1. Hak Menguasai Negara
Hak menguasai dari negara adalah sebutan yang diberikan oleh UUPA kepada lembaga hukum dan hubungan hukum konkret antara negara dan tanah Indonesia, yang isi dan tujuannya dalam Pasal 2 ayat 1, 2, 3 dan 4 sebagai berikut :
(1) Atas dasar kesatuan dalam Pasal 33 ayat 3 Undang-Undang Dasar 1945 dan hal-hal sebagaimana yang dimaksud dalam Pasal 1, bumi, air dan ruang angkasa termasuk kekayaan alam yang terkandung di dalamnya itu, pada tingkatan tertinggi dikuasai oleh negara sebagai organisasi seluruh rakyat.
(2) Hak menguasai dari negara termaksud dalam ayat 1 pasal ini memberi wewenang untuk :
a. Mengatur dan menyelenggarakan peruntukan, penggunaan, persediaan dan pemeliharaan bumi, air dan ruang angkasa tersebut.
b. Menentukan dan mengatur hubungan-hubungan hukum antara orang-orang dengan bumi, air dan ruang angkasa.
c. Menentukan dan mengatur hubungan-hubungan hukum antara orang-orang dan perbuatan-perbuatan hukum yang mengenai bumi, air dan ruang angkasa.

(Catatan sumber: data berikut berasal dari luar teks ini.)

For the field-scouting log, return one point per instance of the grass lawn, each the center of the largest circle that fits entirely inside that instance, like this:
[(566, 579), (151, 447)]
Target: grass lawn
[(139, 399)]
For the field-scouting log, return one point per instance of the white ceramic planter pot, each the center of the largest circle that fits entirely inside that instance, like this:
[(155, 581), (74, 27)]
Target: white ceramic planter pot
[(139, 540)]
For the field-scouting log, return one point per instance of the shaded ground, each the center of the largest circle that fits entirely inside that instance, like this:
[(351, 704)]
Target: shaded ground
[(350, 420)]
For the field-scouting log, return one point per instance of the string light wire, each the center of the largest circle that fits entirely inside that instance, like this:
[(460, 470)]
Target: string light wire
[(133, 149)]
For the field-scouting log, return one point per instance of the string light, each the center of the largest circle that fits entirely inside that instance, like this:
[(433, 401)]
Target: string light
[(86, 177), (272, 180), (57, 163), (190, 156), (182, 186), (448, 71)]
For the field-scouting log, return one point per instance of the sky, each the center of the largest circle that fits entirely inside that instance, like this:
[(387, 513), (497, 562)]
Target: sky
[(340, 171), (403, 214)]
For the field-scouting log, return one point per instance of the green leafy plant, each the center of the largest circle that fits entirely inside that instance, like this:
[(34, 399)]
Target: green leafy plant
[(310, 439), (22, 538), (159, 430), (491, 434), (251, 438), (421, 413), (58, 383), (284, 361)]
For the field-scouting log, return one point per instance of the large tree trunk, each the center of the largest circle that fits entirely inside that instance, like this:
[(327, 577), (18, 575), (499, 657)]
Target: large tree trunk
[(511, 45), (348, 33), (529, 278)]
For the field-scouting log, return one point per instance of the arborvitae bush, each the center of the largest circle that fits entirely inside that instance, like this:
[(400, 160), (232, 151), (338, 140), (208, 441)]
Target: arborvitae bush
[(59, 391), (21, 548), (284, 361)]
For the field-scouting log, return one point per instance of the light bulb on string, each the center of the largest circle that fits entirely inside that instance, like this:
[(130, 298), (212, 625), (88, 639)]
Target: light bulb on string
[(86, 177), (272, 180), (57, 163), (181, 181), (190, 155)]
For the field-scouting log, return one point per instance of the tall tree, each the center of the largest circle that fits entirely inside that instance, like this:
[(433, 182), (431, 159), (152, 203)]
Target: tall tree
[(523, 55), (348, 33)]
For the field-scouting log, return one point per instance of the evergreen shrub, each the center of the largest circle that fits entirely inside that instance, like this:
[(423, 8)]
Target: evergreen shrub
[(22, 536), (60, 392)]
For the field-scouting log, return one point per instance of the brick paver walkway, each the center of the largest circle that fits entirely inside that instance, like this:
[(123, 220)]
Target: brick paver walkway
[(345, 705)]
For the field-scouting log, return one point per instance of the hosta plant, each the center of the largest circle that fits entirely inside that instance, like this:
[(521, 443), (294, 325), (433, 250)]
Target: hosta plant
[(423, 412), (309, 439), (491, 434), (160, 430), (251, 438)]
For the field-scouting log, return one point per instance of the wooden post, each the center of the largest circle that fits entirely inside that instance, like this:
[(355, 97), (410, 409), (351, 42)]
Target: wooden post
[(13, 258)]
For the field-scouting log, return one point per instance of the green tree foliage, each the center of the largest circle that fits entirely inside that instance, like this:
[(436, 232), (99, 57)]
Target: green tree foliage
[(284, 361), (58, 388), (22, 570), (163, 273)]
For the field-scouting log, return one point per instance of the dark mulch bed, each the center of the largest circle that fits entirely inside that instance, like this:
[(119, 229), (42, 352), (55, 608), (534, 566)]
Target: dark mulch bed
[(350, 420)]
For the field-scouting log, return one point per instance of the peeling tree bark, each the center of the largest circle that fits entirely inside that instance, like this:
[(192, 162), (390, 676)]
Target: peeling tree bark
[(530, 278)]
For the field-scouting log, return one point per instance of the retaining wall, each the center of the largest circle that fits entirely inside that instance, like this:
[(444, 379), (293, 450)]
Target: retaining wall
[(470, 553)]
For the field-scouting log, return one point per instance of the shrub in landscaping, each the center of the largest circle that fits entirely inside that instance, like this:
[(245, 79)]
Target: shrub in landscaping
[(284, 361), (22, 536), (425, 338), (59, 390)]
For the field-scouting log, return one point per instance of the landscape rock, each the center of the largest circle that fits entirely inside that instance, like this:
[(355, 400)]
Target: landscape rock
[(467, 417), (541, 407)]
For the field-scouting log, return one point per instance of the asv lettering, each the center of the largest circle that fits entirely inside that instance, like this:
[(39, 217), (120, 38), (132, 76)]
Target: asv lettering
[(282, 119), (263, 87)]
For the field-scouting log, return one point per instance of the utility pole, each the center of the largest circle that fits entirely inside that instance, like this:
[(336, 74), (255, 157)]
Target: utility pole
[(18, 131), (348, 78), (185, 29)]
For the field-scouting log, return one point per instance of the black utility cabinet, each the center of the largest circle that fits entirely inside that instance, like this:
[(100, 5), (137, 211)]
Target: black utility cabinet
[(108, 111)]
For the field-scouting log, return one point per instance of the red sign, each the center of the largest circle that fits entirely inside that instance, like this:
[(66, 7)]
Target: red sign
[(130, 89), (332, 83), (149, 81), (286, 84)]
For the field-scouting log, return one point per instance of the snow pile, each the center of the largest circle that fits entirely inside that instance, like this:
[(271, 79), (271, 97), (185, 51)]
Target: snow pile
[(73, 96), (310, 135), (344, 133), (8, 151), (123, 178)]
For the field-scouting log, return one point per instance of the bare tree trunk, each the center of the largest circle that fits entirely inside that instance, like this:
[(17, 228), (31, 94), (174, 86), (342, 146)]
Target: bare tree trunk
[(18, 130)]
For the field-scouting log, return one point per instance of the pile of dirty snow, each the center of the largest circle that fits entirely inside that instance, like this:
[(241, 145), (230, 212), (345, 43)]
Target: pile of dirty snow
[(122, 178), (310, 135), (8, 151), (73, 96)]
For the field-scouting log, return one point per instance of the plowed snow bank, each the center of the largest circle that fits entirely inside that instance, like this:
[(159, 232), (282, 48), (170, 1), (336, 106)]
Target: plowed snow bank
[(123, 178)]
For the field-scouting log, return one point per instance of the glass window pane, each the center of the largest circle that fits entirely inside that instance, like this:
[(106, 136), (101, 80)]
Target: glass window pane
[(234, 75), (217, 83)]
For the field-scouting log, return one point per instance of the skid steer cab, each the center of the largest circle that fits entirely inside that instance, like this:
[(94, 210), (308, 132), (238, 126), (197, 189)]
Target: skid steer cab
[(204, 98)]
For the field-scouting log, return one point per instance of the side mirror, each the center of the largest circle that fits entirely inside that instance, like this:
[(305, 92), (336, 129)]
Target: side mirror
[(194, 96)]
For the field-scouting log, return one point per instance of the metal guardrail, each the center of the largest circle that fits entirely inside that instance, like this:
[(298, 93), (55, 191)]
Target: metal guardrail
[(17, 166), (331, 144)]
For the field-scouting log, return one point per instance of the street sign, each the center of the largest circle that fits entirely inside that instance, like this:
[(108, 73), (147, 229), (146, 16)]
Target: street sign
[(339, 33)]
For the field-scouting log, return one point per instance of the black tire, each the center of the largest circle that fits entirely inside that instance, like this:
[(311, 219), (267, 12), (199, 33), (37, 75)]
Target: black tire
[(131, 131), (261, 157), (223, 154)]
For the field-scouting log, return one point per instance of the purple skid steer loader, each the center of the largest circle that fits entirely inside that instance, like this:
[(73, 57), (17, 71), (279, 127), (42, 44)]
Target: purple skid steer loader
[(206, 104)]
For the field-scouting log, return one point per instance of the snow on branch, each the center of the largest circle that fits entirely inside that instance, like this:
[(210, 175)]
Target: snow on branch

(3) Wewenang yang bersumber pada hak menguasai dari negara tersebut pada ayat 2 pasal ini, digunakan untuk mencapai sebesar-besarnya kemakmuran rakyat, dalam arti kebangsaan, kesejahteraan dan kemerdekaan dalam masyarakat dan negara hukum Indonesia yang merdeka, berdaulat, adil dan makmur.
(4) Hak menguasai dari negara tersebut di atas pelaksanaannya dapat dikuasakan kepada daerah-daerah swatantra dan masyarakat-masyarakat hukum adat, sekedar diperlukan dan tidak bertentangan dengan kepentingan nasional, menurut ketentuan-ketentuan peraturan pemerintah.
Kewenangan negara dalam bidang pertanahan tersebut merupakan pelimpahan tugas bangsa. Kewenangan tersebut bersifat publik semata-mata, maka berbeda benar dengan hubungan hukum yang bersifat pemilikan antara negara dan tanah berdasarkan domein-verklaring dalam hukum tanah administratif pada waktu sebelum berlakunya UUPA. Sebagaimana diketahui berbagai domein-verklaring sudah dicabut.
Subjek hak menguasai dari negara adalah negara Republik Indonesia sebagai organisasi kekuasaan seluruh rakyat Indonesia. Hak menguasai dari negara meliputi semua tanah dalam wilayah Republik Indonesia, baik tanah-tanah yang tidak atau belum maupun yang sudah dimiliki dengan hak-hak perorangan oleh UUPA disebut tanah-tanah yang dikuasai langsung oleh negara (Pasal 28, 37, 41, 43, 49). Untuk menyingkat pemakaian kata-kata dalam praktek administrasi digunakan sebutan tanah negara.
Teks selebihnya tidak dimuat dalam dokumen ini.